8Mar2010

Food Club 2010 and Spring Thoughts…

Here we go! Half Pint Farm Food Club Application is live! Print it out and secure your spot in the best 20-week eating experience of your life! Some great changes to the Food Club for 2010, be sure to check it out! The past several weeks have been an intense flurry of meeting with our chefs, planning our farm season, ordering seeds, receiving seeds, drawing up our field maps, greenhouse seeding plans and putting the final touches on our Food Club application. It is so nice to be able to say that we are ready for Spring! With a couple of gorgeous spring-like days under our belts, nothing could feel better – I actually got a little color in my face from sun worshipping on Sunday – in MARCH! Hard to believe, but we are so excited to be getting much needed sun. I am even more excited to see on my daily runs over the bridge into Colchester that the gradually warmer temps have that ice in the Winooski and Lake Champlain almost entirely melted! That means that the likelihood of our field flooding this Spring is rapidly becoming zero. That means that we’ll be able to get in the ground as soon as we feel like it – which, incidentally could be in the next week or so! We will be making our annual pilgrimage to Richmond to pick up our NOFA bulk order of organic fertilizers this Saturday, and bringing it all back to our field. Once it’s out there, we’ll be able to asses the condition of the soil (just how thawed out it is), and see if we can’t get a tractor out to the field next week and get that Haygrove skinned! The 10-day forecast calls for some pretty nice overnight temperatures… surely enough to germinate some m√Ęche, arugula, spinach and fava beans! We’re sure to take a bunch of pictures as we get started in the greenhouse next week and start our farm season. Keep posted!

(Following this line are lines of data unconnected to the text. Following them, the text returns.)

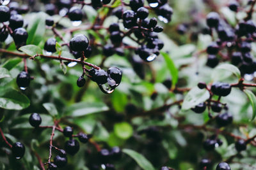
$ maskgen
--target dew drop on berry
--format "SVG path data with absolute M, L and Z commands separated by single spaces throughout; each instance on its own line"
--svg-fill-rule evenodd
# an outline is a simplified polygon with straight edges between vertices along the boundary
M 77 26 L 80 25 L 81 24 L 82 24 L 82 21 L 81 20 L 74 20 L 74 21 L 72 21 L 71 23 L 74 27 L 77 27 Z
M 70 62 L 70 63 L 68 64 L 68 67 L 72 67 L 75 66 L 77 64 L 77 62 Z
M 0 3 L 2 5 L 8 5 L 11 0 L 1 0 Z
M 158 16 L 158 19 L 159 20 L 161 20 L 161 22 L 163 22 L 164 24 L 167 24 L 169 22 L 168 19 L 167 19 L 166 18 L 163 17 L 161 15 Z
M 157 7 L 158 6 L 159 3 L 158 3 L 157 2 L 152 3 L 148 4 L 148 5 L 149 5 L 149 6 L 150 6 L 151 8 L 157 8 Z
M 146 60 L 147 60 L 147 61 L 148 61 L 148 62 L 152 61 L 152 60 L 154 60 L 154 59 L 156 59 L 156 57 L 157 57 L 157 55 L 156 55 L 154 54 L 154 53 L 152 53 L 152 54 L 151 54 L 150 55 L 149 55 L 149 56 L 146 59 Z
M 252 74 L 245 74 L 244 76 L 244 80 L 246 81 L 252 81 L 253 80 L 253 75 Z

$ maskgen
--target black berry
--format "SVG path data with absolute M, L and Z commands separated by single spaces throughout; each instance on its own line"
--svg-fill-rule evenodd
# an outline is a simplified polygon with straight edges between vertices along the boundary
M 220 162 L 217 165 L 216 170 L 231 170 L 231 168 L 227 163 Z
M 206 23 L 209 27 L 216 27 L 219 20 L 220 15 L 216 12 L 210 12 L 206 17 Z
M 34 113 L 30 115 L 29 121 L 31 126 L 36 127 L 41 124 L 42 118 L 38 113 Z
M 121 82 L 122 72 L 118 67 L 109 67 L 108 69 L 108 74 L 109 76 L 116 81 L 116 84 L 119 84 Z
M 49 52 L 56 52 L 56 40 L 54 38 L 50 38 L 48 39 L 45 43 L 44 44 L 44 49 Z
M 99 69 L 95 71 L 93 79 L 98 84 L 104 84 L 108 81 L 108 73 L 103 69 Z
M 17 159 L 23 157 L 24 155 L 25 154 L 25 146 L 20 142 L 16 142 L 12 145 L 12 154 Z
M 0 6 L 0 22 L 6 22 L 10 19 L 10 9 L 6 6 Z
M 79 148 L 79 143 L 76 139 L 70 139 L 65 143 L 65 150 L 67 153 L 72 155 L 77 153 Z
M 25 71 L 22 71 L 17 76 L 16 83 L 19 87 L 26 88 L 29 85 L 30 80 L 29 74 Z
M 73 6 L 69 10 L 68 15 L 72 21 L 81 20 L 83 18 L 83 11 L 77 6 Z
M 84 78 L 84 76 L 81 76 L 78 78 L 77 81 L 76 81 L 76 84 L 79 87 L 82 87 L 84 85 L 85 81 L 85 78 Z
M 244 140 L 239 139 L 235 143 L 235 148 L 237 152 L 246 150 L 246 143 Z
M 71 138 L 73 134 L 73 129 L 71 127 L 67 126 L 63 129 L 63 134 L 66 137 Z
M 72 38 L 69 45 L 73 51 L 82 52 L 88 46 L 89 40 L 86 36 L 79 34 Z
M 86 143 L 88 142 L 88 141 L 89 140 L 89 136 L 84 133 L 79 133 L 78 134 L 78 139 L 79 139 L 79 141 L 81 141 L 81 143 Z
M 137 17 L 141 19 L 145 19 L 148 16 L 148 10 L 146 8 L 140 7 L 137 10 Z
M 57 155 L 54 159 L 54 164 L 57 166 L 58 167 L 63 167 L 67 165 L 68 162 L 68 160 L 67 157 L 62 157 L 60 155 Z
M 206 109 L 205 103 L 201 103 L 195 106 L 195 108 L 192 108 L 191 110 L 196 113 L 202 113 L 205 110 L 205 109 Z

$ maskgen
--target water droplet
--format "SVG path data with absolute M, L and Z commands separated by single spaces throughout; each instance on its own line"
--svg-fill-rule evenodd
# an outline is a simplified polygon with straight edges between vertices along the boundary
M 105 94 L 112 93 L 115 89 L 113 89 L 108 83 L 105 83 L 104 85 L 98 85 L 100 90 Z
M 1 0 L 0 2 L 2 4 L 2 5 L 8 5 L 10 3 L 10 1 L 11 1 L 10 0 Z
M 151 54 L 150 55 L 149 55 L 147 58 L 147 61 L 152 61 L 154 59 L 156 59 L 157 55 L 154 53 Z
M 82 23 L 81 20 L 75 20 L 72 22 L 72 24 L 74 27 L 77 27 L 80 25 L 80 24 Z
M 67 15 L 67 13 L 68 13 L 68 10 L 67 8 L 62 8 L 61 10 L 60 10 L 59 14 L 60 16 L 61 17 L 64 17 Z
M 159 4 L 159 3 L 157 2 L 156 2 L 156 3 L 150 3 L 148 5 L 151 8 L 154 8 L 157 7 L 158 4 Z
M 45 55 L 51 55 L 52 54 L 52 52 L 45 52 Z
M 22 90 L 25 90 L 26 89 L 27 89 L 27 88 L 26 87 L 20 87 L 20 89 Z
M 74 66 L 75 66 L 77 64 L 77 62 L 70 62 L 70 63 L 68 64 L 68 67 L 74 67 Z
M 253 75 L 252 74 L 245 74 L 244 79 L 245 79 L 245 80 L 247 80 L 247 81 L 252 81 L 253 80 Z
M 164 17 L 161 15 L 158 16 L 158 18 L 159 19 L 159 20 L 163 22 L 164 24 L 167 24 L 169 22 L 169 20 L 166 18 L 164 18 Z

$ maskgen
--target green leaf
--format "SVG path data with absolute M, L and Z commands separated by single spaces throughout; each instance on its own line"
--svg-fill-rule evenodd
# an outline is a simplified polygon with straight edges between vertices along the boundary
M 108 111 L 108 107 L 103 103 L 79 103 L 72 104 L 66 111 L 65 115 L 74 117 Z
M 174 87 L 178 81 L 179 78 L 179 71 L 176 68 L 175 65 L 172 59 L 166 53 L 161 52 L 163 57 L 164 59 L 165 62 L 166 63 L 167 67 L 168 68 L 170 73 L 172 75 L 172 87 Z
M 200 103 L 204 102 L 210 97 L 206 89 L 200 89 L 197 87 L 191 89 L 185 96 L 182 110 L 187 110 L 193 108 Z
M 6 110 L 22 110 L 30 104 L 29 99 L 22 93 L 8 89 L 0 97 L 0 108 Z
M 123 149 L 122 152 L 132 157 L 143 169 L 155 170 L 151 163 L 141 154 L 130 149 Z
M 66 73 L 67 73 L 67 66 L 66 66 L 66 65 L 63 62 L 61 62 L 60 64 L 60 68 L 63 71 L 64 74 L 66 74 Z
M 252 120 L 253 120 L 256 117 L 256 96 L 252 91 L 246 89 L 244 90 L 244 92 L 246 94 L 249 99 L 250 103 L 251 103 L 253 111 Z
M 0 67 L 0 78 L 11 77 L 9 71 L 5 68 Z
M 35 15 L 28 25 L 27 43 L 38 45 L 44 39 L 45 32 L 46 14 L 39 12 L 35 13 Z
M 19 50 L 22 52 L 24 52 L 26 54 L 29 56 L 34 56 L 36 54 L 42 54 L 43 53 L 43 51 L 42 49 L 35 45 L 28 45 L 25 46 L 22 46 Z
M 4 62 L 2 67 L 6 68 L 8 71 L 10 71 L 17 65 L 18 65 L 22 60 L 20 58 L 12 59 Z
M 45 103 L 43 104 L 43 106 L 45 110 L 50 113 L 52 117 L 56 117 L 58 115 L 58 111 L 55 106 L 51 103 Z
M 121 139 L 127 139 L 132 136 L 132 127 L 127 122 L 116 124 L 114 125 L 115 134 Z
M 229 73 L 228 72 L 227 73 L 226 71 L 228 71 Z M 230 76 L 230 75 L 225 76 L 227 75 L 227 73 L 233 73 L 238 78 L 241 78 L 241 73 L 239 69 L 237 67 L 230 64 L 223 64 L 217 66 L 213 70 L 211 77 L 212 79 L 214 80 L 223 79 Z

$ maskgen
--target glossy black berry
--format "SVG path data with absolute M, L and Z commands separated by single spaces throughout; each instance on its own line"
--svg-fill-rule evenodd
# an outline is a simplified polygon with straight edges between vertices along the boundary
M 17 28 L 14 30 L 12 36 L 16 45 L 25 45 L 28 34 L 26 29 L 24 28 Z
M 203 159 L 200 160 L 199 163 L 199 167 L 200 168 L 200 169 L 204 169 L 204 168 L 206 167 L 206 169 L 209 169 L 209 168 L 211 166 L 211 161 L 208 159 Z
M 216 27 L 219 24 L 220 15 L 216 12 L 210 12 L 206 17 L 206 23 L 209 27 Z
M 31 126 L 36 127 L 41 124 L 42 118 L 38 113 L 34 113 L 30 115 L 29 122 Z
M 207 52 L 208 54 L 213 54 L 213 55 L 217 54 L 219 52 L 219 50 L 220 50 L 220 46 L 216 42 L 212 42 L 207 46 L 207 48 L 206 49 L 206 52 Z
M 148 24 L 149 27 L 154 28 L 156 26 L 157 24 L 157 20 L 155 17 L 150 18 Z
M 211 108 L 214 112 L 220 113 L 222 110 L 222 104 L 219 103 L 213 103 L 211 105 Z
M 53 15 L 55 13 L 56 6 L 53 4 L 47 4 L 45 5 L 45 13 L 49 15 Z
M 73 129 L 71 127 L 67 126 L 63 129 L 63 134 L 66 137 L 71 138 L 73 134 Z
M 44 49 L 49 52 L 56 52 L 56 40 L 54 38 L 50 38 L 48 39 L 46 42 L 44 44 Z
M 72 155 L 77 153 L 79 148 L 79 143 L 76 139 L 70 139 L 65 143 L 65 150 L 66 152 Z
M 207 139 L 203 143 L 204 148 L 205 150 L 210 151 L 215 148 L 216 144 L 217 143 L 216 140 Z
M 200 89 L 205 89 L 207 87 L 205 83 L 204 82 L 199 82 L 197 84 L 197 87 Z
M 154 29 L 153 29 L 153 31 L 156 32 L 161 32 L 164 30 L 164 28 L 161 26 L 156 26 Z
M 211 87 L 211 90 L 214 94 L 221 96 L 227 96 L 230 93 L 231 89 L 232 87 L 228 83 L 215 82 L 212 83 Z
M 137 11 L 137 10 L 143 6 L 144 5 L 144 0 L 131 0 L 129 6 L 134 11 Z
M 231 11 L 236 12 L 238 10 L 239 6 L 239 4 L 238 3 L 237 1 L 232 1 L 228 4 L 228 8 Z
M 116 84 L 119 84 L 121 82 L 122 72 L 118 67 L 109 67 L 108 69 L 108 74 L 109 76 L 116 81 Z
M 81 143 L 86 143 L 88 142 L 88 141 L 89 140 L 90 138 L 86 134 L 79 133 L 78 134 L 78 139 L 79 139 L 79 141 L 81 141 Z
M 6 6 L 0 6 L 0 22 L 6 22 L 10 19 L 10 9 Z
M 239 139 L 235 143 L 235 148 L 237 152 L 246 150 L 246 143 L 244 140 Z
M 119 24 L 115 22 L 110 24 L 108 31 L 109 31 L 110 32 L 114 31 L 120 31 Z
M 216 170 L 231 170 L 231 168 L 227 163 L 220 162 L 217 165 Z
M 79 87 L 82 87 L 84 85 L 85 81 L 86 80 L 84 76 L 79 76 L 76 81 L 76 84 Z
M 111 56 L 115 53 L 115 49 L 114 46 L 111 45 L 106 45 L 103 46 L 103 54 L 106 57 Z
M 60 155 L 57 155 L 54 159 L 54 164 L 57 166 L 57 167 L 63 167 L 67 165 L 67 163 L 68 162 L 68 160 L 67 157 L 60 157 Z
M 237 66 L 242 62 L 242 53 L 241 52 L 233 52 L 231 55 L 231 63 Z
M 24 23 L 22 16 L 19 14 L 12 15 L 10 18 L 9 22 L 9 27 L 10 27 L 12 30 L 22 27 Z
M 0 41 L 3 42 L 6 39 L 9 33 L 7 30 L 2 29 L 0 31 Z
M 58 150 L 58 153 L 59 153 L 59 155 L 60 155 L 61 157 L 67 157 L 67 153 L 66 153 L 66 152 L 65 151 L 65 150 Z
M 56 170 L 58 167 L 56 164 L 53 163 L 49 164 L 48 165 L 49 170 Z
M 233 116 L 227 112 L 221 113 L 216 117 L 216 121 L 219 127 L 227 126 L 232 122 Z
M 113 147 L 110 154 L 113 160 L 116 160 L 121 158 L 122 152 L 118 146 Z
M 141 19 L 145 19 L 148 16 L 148 10 L 146 8 L 140 7 L 137 10 L 137 17 Z
M 73 6 L 69 10 L 68 15 L 72 21 L 81 20 L 83 18 L 83 11 L 77 6 Z
M 30 75 L 25 71 L 20 72 L 17 76 L 16 83 L 19 87 L 26 88 L 30 83 Z
M 51 18 L 47 18 L 45 20 L 45 25 L 47 26 L 52 26 L 54 24 L 54 21 Z
M 195 108 L 191 108 L 191 110 L 196 113 L 202 113 L 206 109 L 205 103 L 201 103 L 195 106 Z
M 19 159 L 23 157 L 25 154 L 25 146 L 20 142 L 13 143 L 12 147 L 12 155 L 17 159 Z
M 215 55 L 209 55 L 207 61 L 206 62 L 206 66 L 211 68 L 214 68 L 219 64 L 219 59 Z
M 72 38 L 69 42 L 71 50 L 74 52 L 82 52 L 89 45 L 89 40 L 83 34 L 79 34 Z
M 103 69 L 99 69 L 96 71 L 93 79 L 98 84 L 105 84 L 108 81 L 108 73 Z

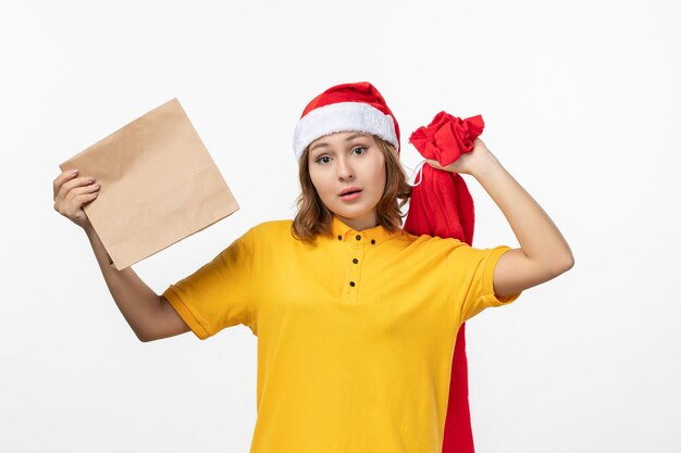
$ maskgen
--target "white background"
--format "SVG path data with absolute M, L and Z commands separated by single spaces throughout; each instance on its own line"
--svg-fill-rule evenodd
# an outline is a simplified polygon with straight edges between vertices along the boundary
M 672 1 L 3 1 L 0 451 L 247 452 L 257 338 L 139 342 L 58 164 L 177 97 L 242 209 L 134 265 L 157 292 L 292 218 L 305 104 L 370 80 L 407 142 L 441 110 L 558 225 L 575 266 L 467 326 L 479 453 L 679 452 L 680 10 Z M 474 246 L 518 247 L 467 177 Z M 333 410 L 330 407 L 330 410 Z

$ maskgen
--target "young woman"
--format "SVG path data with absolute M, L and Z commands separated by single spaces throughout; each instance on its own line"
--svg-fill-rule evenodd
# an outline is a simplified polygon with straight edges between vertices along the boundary
M 443 445 L 459 326 L 573 265 L 542 207 L 480 139 L 442 168 L 472 175 L 520 243 L 472 248 L 400 228 L 409 186 L 399 128 L 368 83 L 332 87 L 294 136 L 294 221 L 257 225 L 157 294 L 115 270 L 82 205 L 96 181 L 61 174 L 54 207 L 83 227 L 113 299 L 141 341 L 191 330 L 258 336 L 251 452 L 433 452 Z

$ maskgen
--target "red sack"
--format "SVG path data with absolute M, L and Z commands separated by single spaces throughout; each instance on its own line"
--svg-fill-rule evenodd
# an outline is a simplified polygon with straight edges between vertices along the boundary
M 419 127 L 409 137 L 424 159 L 447 166 L 462 153 L 473 150 L 473 140 L 482 134 L 481 115 L 461 119 L 446 112 L 431 124 Z M 472 246 L 474 206 L 461 175 L 423 165 L 421 181 L 411 189 L 405 230 L 412 235 L 456 238 Z M 451 362 L 449 401 L 445 418 L 443 453 L 474 453 L 468 403 L 468 363 L 466 323 L 461 324 Z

Since we have been ruminating on 2009 a lot lately, we thought we’d share some of the things we think about, and in particular some data that we like to share when we give our talks at farming conferences. First up, our top tens grossing crops for 2009:


HPF Top Ten Crops of 2009
  1. Tomatoes, heirlooms and cherry toms
  2. Salad
  3. Carrots, colorful and baby
  4. Microgreens
  5. Squash/Blossoms
  6. Onions
  7. Potatoes
  8. Head Lettuce
  9. Radishes
  10. Sweet Peppers

It’s always interesting to look at crops in terms of numbers, and it really is a representative list. We had a ton of tomatoes, and sold out everything we harvested – true testament to the Haygrove being so useful in such a wet year… We finally feel like we have a handle on how to grow salad consistently, and well. Glad to see it represented in the list! Of particular interest to us was seeing the radishes finally make the list – they certainly pull their weight making the farmstand

look luscious, but rarely make an appearance on the top ten list. So glad they are finally there! Sweet peppers, too – they look so good on the stand and we grow them so well, but they rarely make the top ten. Also interesting to note is that everything on the list except potatoes and onions were grown in the Haygrove. That thing is a true workhorse, and we couldn’t be happier about its performance. Glaringly NOT on the list is, of course, the geese, ducks, quail, and chickens. Alas, not our temperament to grow, and NOT our golden ticket, either. In 2010, we vow to stick with what we know and do it even better! Ready to join us? Spring, we are all systems “Go”!